You are on the button with A2 suited with KK. 5 players in, all call a preflop raise from the BB. The flop comes 4 6 7…two suited, but not your suit. SB opens, call, call raise. It’s on you. What do you do? Raise? Fold? Call? Would your action differ at higher limits? Or even PL? Personally, I think this is a dangerous situation that probably is a chip burner. But find myself reaching for chips nevertheless. Anyone out there disciplined enough to toss this hand? Or is calling or raising better here?

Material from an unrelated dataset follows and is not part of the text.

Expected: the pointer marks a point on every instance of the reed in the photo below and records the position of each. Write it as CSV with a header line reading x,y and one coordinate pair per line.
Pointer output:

We probably need more information about the players. Note, the pre-flop raiser probably doesn’t have A-2 unless he’s tricky (we don’t know) and the texture of the flop is one which hits many hands — gives them the nut straight or draw to the nut straight with possible low backup. I would not fold here (probably just call) I have a question for you. Why have you chosen not to raise pre-flop in Omaha? If you can’t raise with this hand on the button, I’m assuming you never raise. Even a newbie, weak/tight guppie like Badger would raise with this hand. This is a more serious leak in your game than any decision you make on flopping the nut low with five-way action and some chance of being counterfeited.
Answer 2:
Lee’s right. You’re on the button with A-2 suited-K-K. Reraise. Hope the original raiser reraises. If you can 4 bet, cap it. Here’s your chance to get a bunch of dead money in the pot. After the flop it appears you still have four players, so reraising again is certainly in order. Get as much money as you can from anyone drawing to second and probably worse nuts. Make them pay and hope they never learn the error of their ways. This is the beauty of Omaha HiLo. These people never seem to learn. So what if you can win only half the pot. If you are using the late position to build the pot there ill be more than enough money to go around even if you have to share the nut low. Scooping the pot is what you should play for in Omaha8. That’s where you make your big wins. However, maximizing small wins like this one is what can keep you competitive while waiting on that big scoop.
Answer 3:
In 3-6: Raise preflop. Cap it if the BB reraises. On the flop, I’d probably reraise here. If you think a reraise will knock out the two callers, you might just call. In 75-150: Raise preflop. Cap it if the BB reraises. On the flop, a reraise will knock out players drawing dead, so just call here. In pot-limit: Just limp preflop and call the raise. If there is a pot bet, two calls, and a large raise, you should probably fold with just the current nut low and no high draw or counterfeit insurance. What do all those people have? It’s almost inconceivable that many good players all hit this flop.